Na resposta às críticas, a Autoridade Tributária justifica o ofício dizendo à TVI, por escrito, que "por força do princípio da igualdade e da capacidade contributiva, aos cidadãos cuja situação clínica tenha melhorado, deixando de padecer do grau de incapacidade necessário, não são concedidos novos benefícios com base num grau de incapacidade que já não têm".

O fisco mantém, na prática, a ideia avançada há um ano pelo Secretário de Estado dos Assuntos Fiscais em resposta aos deputados. Na altura, António Mendonça Mendes punha em causa a interpretação da lei feita ao longo de uma década pelas finanças, admitindo que pode ter dado benefícios fiscais a quem não precisava.

Para as associações de doentes a lei é muito clara, não oferece margem para interpretações e não pode ser contrariada por um simples ofício da AT ou por um Secretário de Estado.

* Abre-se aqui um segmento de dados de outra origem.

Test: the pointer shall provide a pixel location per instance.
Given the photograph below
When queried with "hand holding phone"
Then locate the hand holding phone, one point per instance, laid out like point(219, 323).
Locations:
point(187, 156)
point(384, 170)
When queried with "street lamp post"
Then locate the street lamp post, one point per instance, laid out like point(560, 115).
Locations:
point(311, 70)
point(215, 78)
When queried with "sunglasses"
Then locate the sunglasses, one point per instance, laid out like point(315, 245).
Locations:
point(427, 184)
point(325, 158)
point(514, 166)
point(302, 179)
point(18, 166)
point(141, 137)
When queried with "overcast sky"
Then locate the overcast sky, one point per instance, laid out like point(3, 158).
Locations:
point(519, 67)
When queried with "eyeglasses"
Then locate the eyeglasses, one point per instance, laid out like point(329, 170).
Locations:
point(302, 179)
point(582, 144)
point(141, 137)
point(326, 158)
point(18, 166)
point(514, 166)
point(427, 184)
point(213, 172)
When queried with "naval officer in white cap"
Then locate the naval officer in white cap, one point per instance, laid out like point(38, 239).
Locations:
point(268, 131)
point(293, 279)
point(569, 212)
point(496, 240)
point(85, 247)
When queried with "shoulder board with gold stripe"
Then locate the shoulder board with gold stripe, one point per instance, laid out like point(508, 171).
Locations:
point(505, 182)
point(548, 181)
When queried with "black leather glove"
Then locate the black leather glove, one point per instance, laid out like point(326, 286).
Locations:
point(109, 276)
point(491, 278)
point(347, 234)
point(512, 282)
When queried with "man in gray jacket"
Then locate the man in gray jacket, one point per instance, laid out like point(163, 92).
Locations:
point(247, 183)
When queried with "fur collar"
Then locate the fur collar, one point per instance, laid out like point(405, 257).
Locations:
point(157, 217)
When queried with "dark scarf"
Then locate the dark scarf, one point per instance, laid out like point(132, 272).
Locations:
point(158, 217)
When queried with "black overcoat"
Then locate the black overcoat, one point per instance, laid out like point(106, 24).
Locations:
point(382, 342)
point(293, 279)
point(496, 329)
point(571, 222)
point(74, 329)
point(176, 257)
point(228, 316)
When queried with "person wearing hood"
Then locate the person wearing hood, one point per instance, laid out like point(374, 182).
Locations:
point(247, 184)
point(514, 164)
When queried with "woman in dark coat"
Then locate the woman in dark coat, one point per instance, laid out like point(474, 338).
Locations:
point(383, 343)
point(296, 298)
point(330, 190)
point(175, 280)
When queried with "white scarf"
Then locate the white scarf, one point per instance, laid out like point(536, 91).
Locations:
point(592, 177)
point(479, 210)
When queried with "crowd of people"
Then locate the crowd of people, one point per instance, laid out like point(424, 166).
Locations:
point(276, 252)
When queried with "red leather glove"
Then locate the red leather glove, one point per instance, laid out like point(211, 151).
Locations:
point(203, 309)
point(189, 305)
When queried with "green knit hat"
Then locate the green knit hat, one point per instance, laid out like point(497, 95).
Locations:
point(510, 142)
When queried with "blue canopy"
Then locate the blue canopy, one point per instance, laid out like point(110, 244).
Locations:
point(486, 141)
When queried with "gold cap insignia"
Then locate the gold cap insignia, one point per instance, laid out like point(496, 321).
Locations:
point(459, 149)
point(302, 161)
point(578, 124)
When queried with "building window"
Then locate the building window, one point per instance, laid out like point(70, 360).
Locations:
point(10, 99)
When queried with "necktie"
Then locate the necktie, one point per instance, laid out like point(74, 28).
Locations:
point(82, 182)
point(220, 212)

Autoridade Tributária perde em tribunal

No último mês, depois do novo ofício, a Liga Portuguesa Contra o Cancro recebeu centenas de queixas e a sua jurista, Carla Barbosa, explica que o conselho inicial é pagar para evitar problemas com a Autoridade Tributária, depois reclamar e no limite avançar para tribunal, algo raro tendo em conta o tempo e o dinheiro que se perdem em custas judiciais e advogados.

Até hoje, a Liga só conhece um caso de uma doente que chegou à fase de ter uma decisão da justiça, ainda relativa à interpretação do fisco conhecida em 2019.

Já este ano, em abril, o Tribunal Administrativo e Fiscal de Leiria condenou o fisco por ter aplicado mal a legislação dos benefícios fiscais em relação a uma doente com cancro da mama cujo grau de incapacidade desceu de 60% para 46%. Neste caso, o fisco teve de anular a cobrança de 274 euros por dois anos de Imposto Único de Circulação e pagar as custas judiciais.

Para o juiz que avaliou a atuação da AT baseada no despacho de 2019 do Secretário de Estado dos Assuntos Fiscais, "resulta com clareza da legislação que o grau de incapacidade (...) vigente à data da avaliação é mantido sempre que se mostre mais favorável ao avaliado". Ou seja: "A Autoridade Tributária incorreu em erro sobre os pressupostos de direito, que se traduziu em violação da lei".